Every ghost has a story to tell.
The last place Tansy Piper wants to be is stuck in Cedar Canyon, Texas, in the middle of nowhere, with a bunch of small-town kids. But when her mother decides to move to the desolate West Texas town, Tansy has no choice but to go along. Once there, Tansy is immediately drawn to the turret of their rickety old house, a place she soon learns has a disturbing history. But it's the strange artifacts she finds in the cellar—a pocket watch, a journal of poetry, and a tiny crystal—that have the most chilling impact on her.
Tansy soon finds that through the lens of her camera, she can become part of a surreal black-and-white world where her life is intertwined with that of mysterious, troubled Henry, who lived in the same house and died decades earlier. It seems their lives are linked by fate and the artifacts she found, but as Tansy begins spending more and more time in the past, her present world starts to fade away. Tansy must untangle herself from Henry's dangerous reality—before she loses touch with her own life forever.
Okay, before I start my review, I'm gonna tell you a little story.
I thought this was a vampire book when I picked it up.
(So I was pretty surprised when it turned out not to be about vampires at all).
To be fair, this was not entirely my fault. Really. Honest.
When I received this one, it basically went like this...
Book-person stands with me in front of the big wall of books.
Book-person: Ooooh, do you like vampire stories?
GeekGirl: Um, yeah.
Book-person grabs Through Her Eyes and hands it to me.
Epic Fail, Book-person.
So yeah, this resulted in this book sitting on my to-read-pile with me complete certainty that it involved vampires. Even after I read the summary. (i know...) So I feel a little dumb now, but that's okay.
Because this was a really good read, and very different from what I was expecting (even once I figured out it was a ghost story).
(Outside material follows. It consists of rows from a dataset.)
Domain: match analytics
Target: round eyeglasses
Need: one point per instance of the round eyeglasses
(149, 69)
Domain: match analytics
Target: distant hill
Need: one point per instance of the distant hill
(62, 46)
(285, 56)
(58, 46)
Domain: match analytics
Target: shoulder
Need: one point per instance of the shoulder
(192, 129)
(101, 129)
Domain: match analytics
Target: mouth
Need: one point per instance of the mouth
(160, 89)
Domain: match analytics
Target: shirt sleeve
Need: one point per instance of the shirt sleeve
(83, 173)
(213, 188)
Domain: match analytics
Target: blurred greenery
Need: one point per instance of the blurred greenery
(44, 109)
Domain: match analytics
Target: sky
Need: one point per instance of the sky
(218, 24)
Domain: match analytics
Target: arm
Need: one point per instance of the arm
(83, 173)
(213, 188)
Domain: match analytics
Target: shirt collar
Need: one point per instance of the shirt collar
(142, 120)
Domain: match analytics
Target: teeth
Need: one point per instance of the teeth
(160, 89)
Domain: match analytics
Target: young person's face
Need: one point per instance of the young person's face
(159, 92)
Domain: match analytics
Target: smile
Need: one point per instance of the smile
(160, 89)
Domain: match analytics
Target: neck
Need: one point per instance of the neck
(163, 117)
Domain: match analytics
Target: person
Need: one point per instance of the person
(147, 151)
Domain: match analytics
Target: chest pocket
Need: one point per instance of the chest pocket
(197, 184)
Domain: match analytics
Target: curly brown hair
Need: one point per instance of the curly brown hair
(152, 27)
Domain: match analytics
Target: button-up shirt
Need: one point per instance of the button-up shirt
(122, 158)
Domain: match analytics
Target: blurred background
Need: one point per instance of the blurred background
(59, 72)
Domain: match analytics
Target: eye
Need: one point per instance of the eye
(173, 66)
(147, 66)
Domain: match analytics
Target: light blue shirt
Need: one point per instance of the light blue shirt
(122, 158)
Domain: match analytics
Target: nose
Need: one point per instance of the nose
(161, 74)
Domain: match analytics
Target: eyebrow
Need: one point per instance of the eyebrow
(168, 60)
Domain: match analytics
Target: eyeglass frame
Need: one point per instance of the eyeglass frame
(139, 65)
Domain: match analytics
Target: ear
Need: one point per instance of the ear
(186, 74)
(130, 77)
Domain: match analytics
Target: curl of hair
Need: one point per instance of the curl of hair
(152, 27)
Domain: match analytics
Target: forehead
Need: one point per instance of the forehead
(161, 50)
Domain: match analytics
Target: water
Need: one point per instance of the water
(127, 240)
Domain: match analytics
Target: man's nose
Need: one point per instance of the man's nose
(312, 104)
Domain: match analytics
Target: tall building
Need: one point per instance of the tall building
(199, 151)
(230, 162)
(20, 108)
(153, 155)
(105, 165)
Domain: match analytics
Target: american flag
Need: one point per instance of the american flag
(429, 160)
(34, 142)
Most ghost stories involve the ghost coming and directly haunting the character in some manner. But Jennifer Archer does things differently.
Tansy Piper is stuck moving to a small town in the middle of Texas, where the townspeople are nosy and judgmental, both of her, her beloved grandfather whose health is failing, and her zombie-novel-writing mother. She's only been there a few days, and already she's sick of it. So when she finds some strange objects in the cellar, she becomes obsessed with them, and when she starts having visions through the lens of her camera, she allows them to take over her life.
This was a really surprising--and delightful--take on ghost stories for me. I was expecting more interaction with Henry the ghost himself. Instead, Henry's story is told through Tansy's flashback visions and through her research into what had been going on back when her grandfather had been her age. This was unique and original and I really enjoyed it.
As always, though, it comes down to the characters for me, and this story had some great ones. Tansy was a great narrator, but my favorite by far was Bethyl Ann Pugh (nickname Stinky Pugh) the tiny super-smart, Shakespeare-quoting thirteen-year-old who is a friend to Tansy when she has none.
The one thing that freaked me out in this story (which I think the author was going for anyway) was, due to the fact that when Tansy had the visions, she experienced them through the eyes of a girl who at the time was deeply in love with Henry, Tansy began falling in love with him too. And let me tell you, Henry is not good news. He's deeply disturbed, and watching Tansy slowly fall more and more in love with him scared me.
This was a great twist on the modern ghost story, and while I thoroughly enjoyed it, I wish it had been given a different cover. I have nothing against the cover. It's very pretty. I just wish they'd used something that was closer to the fell of the book.